Il y aura du flou artistique, pourra-t-on dire... Et des enfants qui ne progresseront pas selon leurs capacités. Que dire de l'infographie que l'on peut voir ici (trouvé sur cette page) :


On peut voir qu'une classe de sixième devra suivre 26 h d'enseignement, ce qui correspond effectivement à la somme des heures indiquées matière par matière dans le tableau. A ce niveau, le volume horaire de mathématiques est suffisant (4h30 par semaine). Le gag consiste à placer tout en bas 3h d'enseignements complémentaires qui seront des AP (accompagnements dits personnalisés) et des EPÏ (enseignements pratiques interdisciplinaires), ces trois heures étant prises dans l'horaire global des disciplines marquées juste au-dessus !

Il fallait y penser, et cette façon de présenter les choses montre que l'on peut à peu près tout faire dès qu'il s'agit de peaufiner la présentation et modifier la perception qu'aura le lecteur en lisant ces tableaux ! Les 4h30 de mathématiques seront évidemment amputées d'une heure d'AP où l'on n'aura pas ses élèves et où l'on récupérera des élèves venant de plusieurs classes différentes qu'on ne connaîtra pas et qui viendront les mains dans les poches pour attendre que cette heure se passe.

En cinquième, quatrième et troisième, ce sera pire : plus d'AP mais des EPI, par exemple pour parler d’œuvres d'art ou d'éoliennes ! On enlève des heures de maths et de français pour du difforme et de l'informe ! Bonjour les dégâts...

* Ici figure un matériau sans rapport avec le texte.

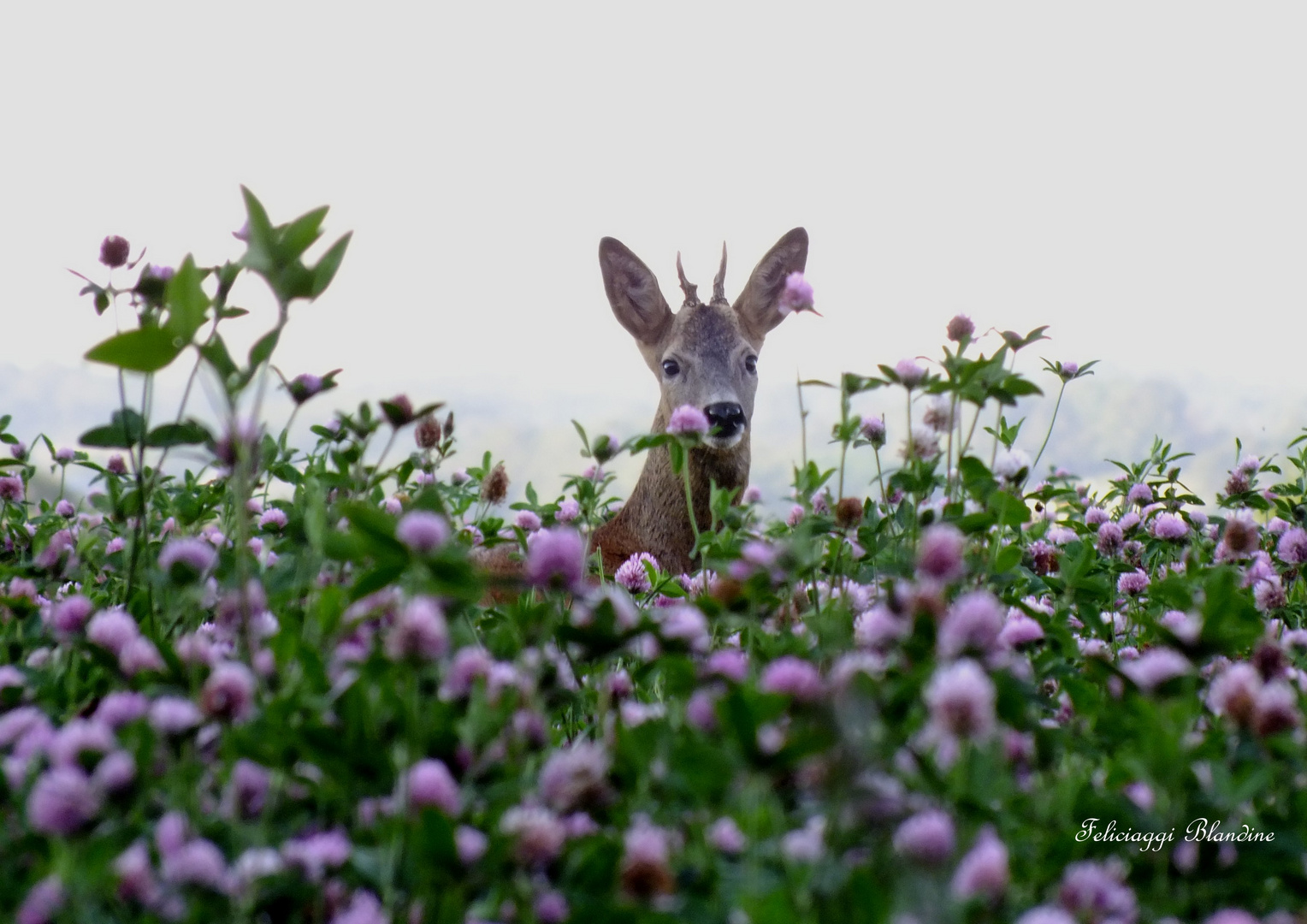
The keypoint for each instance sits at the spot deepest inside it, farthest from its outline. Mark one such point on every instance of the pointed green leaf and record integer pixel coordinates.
(301, 234)
(123, 431)
(260, 240)
(186, 301)
(326, 270)
(263, 348)
(187, 433)
(216, 354)
(146, 349)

Dans la pratique, on utilisera ces EPI pour faire travailler les professeurs qui sont en sous-service dans l'établissement, et à l'opposé ne pas engager de professeurs dans les disciplines déficitaires comme les mathématiques. Dans la majorité des collèges, les EPI permettront de moduler les interventions des professeurs et diminuer les heures d'enseignement en mathématiques. Pour acte.

On pourra ensuite toujours se plaindre du niveau de nos enfants en maths et en français, bla bla bla, c'est déjà inscrit dans ces choix qui ont présidé à la réforme. Bla bla bla...

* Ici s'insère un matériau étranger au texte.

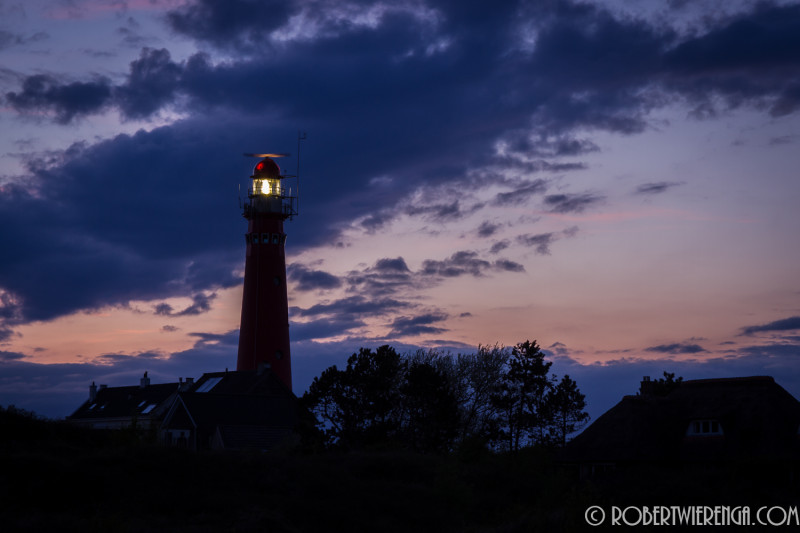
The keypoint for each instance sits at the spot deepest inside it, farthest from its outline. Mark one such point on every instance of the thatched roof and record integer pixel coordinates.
(759, 420)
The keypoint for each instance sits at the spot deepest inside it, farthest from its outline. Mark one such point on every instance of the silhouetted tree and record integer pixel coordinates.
(476, 376)
(430, 409)
(566, 405)
(358, 406)
(520, 398)
(661, 386)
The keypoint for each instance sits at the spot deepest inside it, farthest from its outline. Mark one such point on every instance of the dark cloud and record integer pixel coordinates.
(324, 328)
(749, 58)
(521, 194)
(487, 229)
(458, 264)
(9, 39)
(508, 266)
(309, 280)
(353, 305)
(676, 348)
(656, 188)
(42, 93)
(10, 356)
(122, 225)
(387, 276)
(417, 325)
(540, 242)
(230, 23)
(571, 203)
(439, 212)
(785, 324)
(543, 145)
(499, 246)
(151, 84)
(423, 115)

Voici ce qui remplacera nos heures disciplinaires en maths, en français et en anglais (référence ici) :
  1. Un magazine consacré à la machine à vapeur
  2. Les débats en caricatures
  3. Des éoliennes en maquette
  4. C’est quoi un urbaniste ?
D'ailleurs je vais recopier ci-dessous les explications de ce que l'on pourra faire durant l'étude de ces quatre thèmes présentés comme si "essentiels au développement de nos chers chérubins". A chacun de se faire une idée de l'opportunité de faire passer du temps à des collégiens sur ces thèmes. Vous verrez, c'est joli présenté comme çà, et cela fera plaisir à beaucoup de personnes qui oublieront que les fondamentaux en maths et en français ne seront jamais acquis avec des travaux de ce type. Ah, Ah Ah ! On n'y verra que du feu.

Voici les jolis extraits qu'on lira en faisant la part du rêve et de la réalité :


DEBUT DES EXTRAITS (réf. ici

1) Un magazine consacré à la machine à vapeur

Nadia, Carole et Jérôme sont en classe de 4e. Ce trimestre, le jeudi après-midi de 14 h à 16 h, avec leurs professeurs de mathématiques, de physique-chimie et d’histoire, ils mènent un projet sur la machine à vapeur : créer un magazine consacré à cette invention.

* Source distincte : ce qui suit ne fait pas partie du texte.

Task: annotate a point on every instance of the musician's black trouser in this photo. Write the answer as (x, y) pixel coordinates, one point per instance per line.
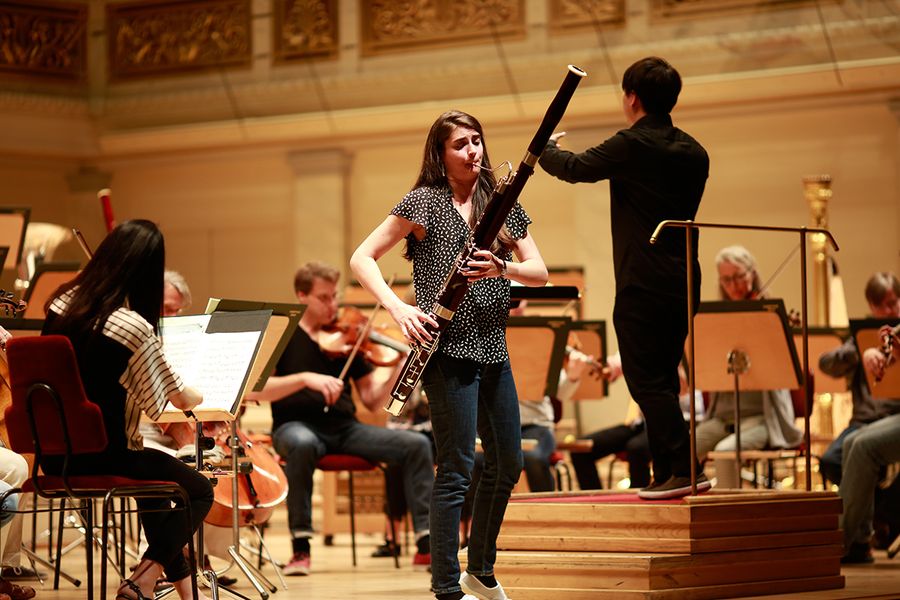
(651, 330)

Du cours d’histoire, ils utilisent leurs connaissances sur la révolution industrielle au xixe siècle.

Du cours de physique, le chapitre sur la pression d’un gaz.

Leur professeur de mathématiques leur a demandé de prouver qu’il s’agissait réellement d’une révolution en calculant, à partir de la vitesse d’un cheval et la vitesse des premiers trains, le temps gagné pour rejoindre les villes de Lyon, Marseille, Orléans et Nantes depuis Paris.

Nadia, Carole et Jérôme rédigent actuellement leur magazine et seront évalués dans quelques semaines sur ce projet qu’ils présenteront à toute leur classe.


2) Les débats en caricatures

Agnès, Éloïse, Léo, Lorraine, Zinedine et Matteo sont élèves en classe de 5e. Leurs professeurs d’arts plastiques et d’enseignement moral et civique ont décidé de réaliser un travail autour de la liberté de la presse et, plus particulièrement du dessin de presse.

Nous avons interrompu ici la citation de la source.